Many Americans likely will best remember President Barack Obama’s historic visit to Cuba this week by the awkward and limp handshake shared between the American chief executive and Raul Castro, president of the island Communist nation 90 miles from the U.S. mainland.

That droopy and half-hearted arm-raising of a handshake made at a joint press conference in Havana on Tuesday also serves as an apt metaphor for the current status of U.S.-Cuban relations.

To be sure, the first visit by an American president in nearly 90 years to Cuba is indeed historic and promising. It presented the strongest evidence yet of Obama’s steady path throughout his presidency of rapprochement and warming of relations with Cuba.

Beginning in his first year in office, Obama reversed some of the restrictions on travel to Cuba set by his predecessor, George W. Bush. By 2014, the president announced that the two nations would restore full diplomatic ties, a first since the tense era of the Cuban missile crisis five decades earlier. That came on the heels of a prisoner swap mediated in part by Pope Francis.

But much like the contorted Castro-Obama handshake, the future of Cuban-American ties and their expansion lack any guarantee of firmness.

After all, no true and full normalization of relations can take place without lifting the comprehensive trade embargo placed on Cuba in the early years of President John F. Kennedy’s administration, shortly after Fidel Castro’s Communist overthrow.

From Obama’s perspective, the time today is ripe for lifting the taut trade sanctions. “It makes sense for us to be able to sell into Cuba, to do business with Cubans, to show our business practices and how we treat workers,” he said.

REASONS FOR RESERVATIONS

Many Americans and many lawmakers on Capitol Hill, however, do not share that optimistic view of the president – with legitimate reasons for reservations. That’s why it is up to Congress to investigate the myriad costs and benefits associated with ending the embargo. Representatives and senators should put election-year politicking and gamesmanship aside to conduct hearings promptly. A consensus then could be reached on the wisdom of the move after many gnawing questions about it are answered.

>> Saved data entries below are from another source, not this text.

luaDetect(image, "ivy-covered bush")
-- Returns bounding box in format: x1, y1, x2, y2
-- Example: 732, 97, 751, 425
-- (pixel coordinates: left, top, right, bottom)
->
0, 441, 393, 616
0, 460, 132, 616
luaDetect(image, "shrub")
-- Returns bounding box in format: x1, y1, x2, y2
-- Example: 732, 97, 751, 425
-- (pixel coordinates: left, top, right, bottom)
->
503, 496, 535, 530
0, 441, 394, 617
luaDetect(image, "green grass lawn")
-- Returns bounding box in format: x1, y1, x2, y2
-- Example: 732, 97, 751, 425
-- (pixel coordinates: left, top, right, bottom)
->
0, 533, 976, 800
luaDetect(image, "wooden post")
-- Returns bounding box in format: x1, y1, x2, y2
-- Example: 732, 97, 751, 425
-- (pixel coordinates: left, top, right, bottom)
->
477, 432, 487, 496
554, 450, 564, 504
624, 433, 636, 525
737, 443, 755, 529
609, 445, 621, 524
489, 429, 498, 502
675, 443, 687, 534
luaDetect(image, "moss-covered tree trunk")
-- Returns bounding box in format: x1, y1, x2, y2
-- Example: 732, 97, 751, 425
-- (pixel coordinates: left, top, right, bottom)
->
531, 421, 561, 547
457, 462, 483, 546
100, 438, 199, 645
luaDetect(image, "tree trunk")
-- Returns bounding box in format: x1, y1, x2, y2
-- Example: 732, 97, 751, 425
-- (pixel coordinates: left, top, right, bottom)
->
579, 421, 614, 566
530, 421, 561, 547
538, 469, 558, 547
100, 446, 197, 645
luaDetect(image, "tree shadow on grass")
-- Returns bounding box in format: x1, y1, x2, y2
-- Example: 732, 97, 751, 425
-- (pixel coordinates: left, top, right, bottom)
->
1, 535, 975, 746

Would such a move include pledges by Cuba to lessen its record of human-rights abuses of its citizens and of foreigners? Those signs are not all that promising, as the Cuban government detained more than 8,600 political activists in 2015 and made about 9,000 such arrests in 2014, according to the U.S. Commerce Department. And just this week at the joint press conference, Castro incredulously denied the nation even holds any political dissidents.

Would lifting the embargo benefit the people of Cuba or the dictatorial regime? Too often in the past, government corruption even amid economic expansion has enriched the regime at the expense of its workers and citizenry.

These and other questions surrounding Cuba’s likelihood to engage in free trade and to honor all terms of trade agreements will loom large over the debate on carrying normalized U.S.-Cuba relations to the next step. Such debate is worth commencing, but it’s also one for which all parties involved should not rush to judgment.